Arabacı iki atıyla yoluna devam etti. Bu kez serçe yine arabaya dalarak ikinci fıçının tıpasını gagasıyla bozdu; tüm şarap yere aktı. Arabacı bunu görünce:
"Vay başıma gelenler, ama şimdi fakirleştim" diye bağırdı.
"Hâlâ fakir sayılmazsın" diyen serçe ikinci atın başına konarak onun gözlerini de gagaladı. Arabacı kazmasını fırlattı, kuş havalandı ve kazma ata isabet ederek onu öldürdü.
"İşte şimdi fakirleştim"
"Hayır, henüz fakirleşmedin" diyen serçe, üçüncü atın başına konarak gözlerini gagaladı. Arabacı kızgınlığından ne yapacağını bilemedi ve kazmasıyla kuşa saldırdı, ama onu vuramadı, kendi atını öldürdü.
"Şimdi tam fakir kaldım" diye sızlandı.
"Hayır, tam fakir sayılmazsın" diye cevap verdi serçe ve "şimdi göreceksin" diyerek uçup gitti.

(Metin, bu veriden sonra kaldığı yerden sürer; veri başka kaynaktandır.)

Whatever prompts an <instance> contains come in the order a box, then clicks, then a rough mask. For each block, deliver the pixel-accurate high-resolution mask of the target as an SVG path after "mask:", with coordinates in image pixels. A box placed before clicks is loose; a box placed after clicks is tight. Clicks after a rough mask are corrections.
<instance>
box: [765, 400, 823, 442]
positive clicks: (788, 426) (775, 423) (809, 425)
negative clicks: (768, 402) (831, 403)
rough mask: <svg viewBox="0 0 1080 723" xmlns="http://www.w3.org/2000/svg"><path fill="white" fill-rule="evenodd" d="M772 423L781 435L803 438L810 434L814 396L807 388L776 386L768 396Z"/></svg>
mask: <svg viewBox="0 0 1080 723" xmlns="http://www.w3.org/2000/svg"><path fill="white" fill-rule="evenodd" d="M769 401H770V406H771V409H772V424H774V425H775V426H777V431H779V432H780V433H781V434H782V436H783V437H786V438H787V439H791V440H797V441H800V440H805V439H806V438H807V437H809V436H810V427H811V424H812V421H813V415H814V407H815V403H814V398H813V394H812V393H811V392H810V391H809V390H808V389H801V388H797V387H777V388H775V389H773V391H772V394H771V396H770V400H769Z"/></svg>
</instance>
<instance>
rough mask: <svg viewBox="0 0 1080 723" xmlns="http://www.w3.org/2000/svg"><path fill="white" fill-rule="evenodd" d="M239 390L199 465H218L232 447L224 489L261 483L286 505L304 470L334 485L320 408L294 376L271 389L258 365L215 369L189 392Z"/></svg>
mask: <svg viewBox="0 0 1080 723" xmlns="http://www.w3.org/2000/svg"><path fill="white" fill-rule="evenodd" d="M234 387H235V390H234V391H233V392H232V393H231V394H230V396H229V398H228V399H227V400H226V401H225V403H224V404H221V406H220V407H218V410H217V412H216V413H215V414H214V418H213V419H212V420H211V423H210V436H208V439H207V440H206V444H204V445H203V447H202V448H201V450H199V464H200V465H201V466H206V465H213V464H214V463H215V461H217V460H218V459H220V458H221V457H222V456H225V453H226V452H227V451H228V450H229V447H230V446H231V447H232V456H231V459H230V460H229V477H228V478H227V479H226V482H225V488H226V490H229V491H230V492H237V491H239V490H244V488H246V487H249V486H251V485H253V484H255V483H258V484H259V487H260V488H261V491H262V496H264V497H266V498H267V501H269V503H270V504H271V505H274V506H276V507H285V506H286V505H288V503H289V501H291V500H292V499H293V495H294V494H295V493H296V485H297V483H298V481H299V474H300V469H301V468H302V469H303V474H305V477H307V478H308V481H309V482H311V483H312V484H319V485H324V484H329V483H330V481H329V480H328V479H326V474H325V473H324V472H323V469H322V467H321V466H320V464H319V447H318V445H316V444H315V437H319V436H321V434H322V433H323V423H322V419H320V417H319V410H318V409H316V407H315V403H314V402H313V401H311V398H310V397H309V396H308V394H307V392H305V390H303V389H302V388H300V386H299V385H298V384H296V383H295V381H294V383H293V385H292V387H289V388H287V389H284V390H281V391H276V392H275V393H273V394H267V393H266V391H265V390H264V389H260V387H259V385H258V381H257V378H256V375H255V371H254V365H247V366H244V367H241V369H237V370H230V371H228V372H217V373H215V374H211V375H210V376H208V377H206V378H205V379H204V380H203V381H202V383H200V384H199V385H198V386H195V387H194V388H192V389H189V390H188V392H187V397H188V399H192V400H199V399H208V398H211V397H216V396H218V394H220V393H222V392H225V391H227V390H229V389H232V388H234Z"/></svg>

Arabacı arabasını bırakarak öfke içersinde eve yayan gitti. Karısına, "Başıma öyle bir talihsizlik geldi ki" diye yakındı. "Şarap aktı gitti, atların üçü de öldü."
"Sorma bey" diye cevap verdi kadın. "Sen yokken buraya bir kuş geldi, beraberinde de binlerce kuş getirdi; hepsi birden ambara girerek tüm ürünleri yediler."
Bunun üzerine adam çatı katına çıktı ve orada binlerce kuşun yerde buğdayları yemekte olduğunu gördü; kuşların tam ortasında da o serçe vardı!
Adam "Şimdi tam fakirleştim" diye haykırdı.
"Bu yetmez! Arabacı, bu senin hayatına mal olacak" diyen serçe oradan uçarak havalandı.
Böylece arabacı tüm servetini kaybetmiş oldu. Odasına döndü, sobanın başına geçti. Kızgınlığından yanma varılmıyordu.
Bu sırada serçe pencerenin pervazına konmuştu; oradan:
"Arabacı, bu senin hayatına mal olacak" diye seslendi.
Adam sobanın küreğini kuşa fırlattı, ama isabet ettiremedi, pencerenin camını kırdı. Öfkeyle sobanın başına oturunca serçe:
"Arabacı, bu senin hayatına mal olacak" diye yineledi.
Adam öfkeden çılgına döndü, önce sobayı devirdi, kuş bir köşeden öbür köşeye uçtu; evdeki tüm eşyalar, mutfak takımları, ayna, sıralar, yemek masası ... hepsi altüst oldu, duvarlar hep çizildi.
Karısı "Onu öldüreyim mi?" diye sordu.
"Hayır" dedi adam. "Bu ona az gelir, ben onu boğazlayarak öldüreceğim! Yakala onu, önce sen sık boğazını."
Ama serçe kanat çırpa çırpa gelip adamın ağzına kondu; kafasını uzatarak şöyle seslendi:
"Arabacı, bu senin hayatına mal olacak."
Adam kazmayı karısına uzatarak, "Hanım, vur şu ağzımdaki kuşa, öldür onu" dedi.
Kadın vurdu, ama kuşa isabet ettiremedi, onun yerine kocasının kafasına vurdu; adam yere düşerek öldü. Serçe de oradan uçup gitti.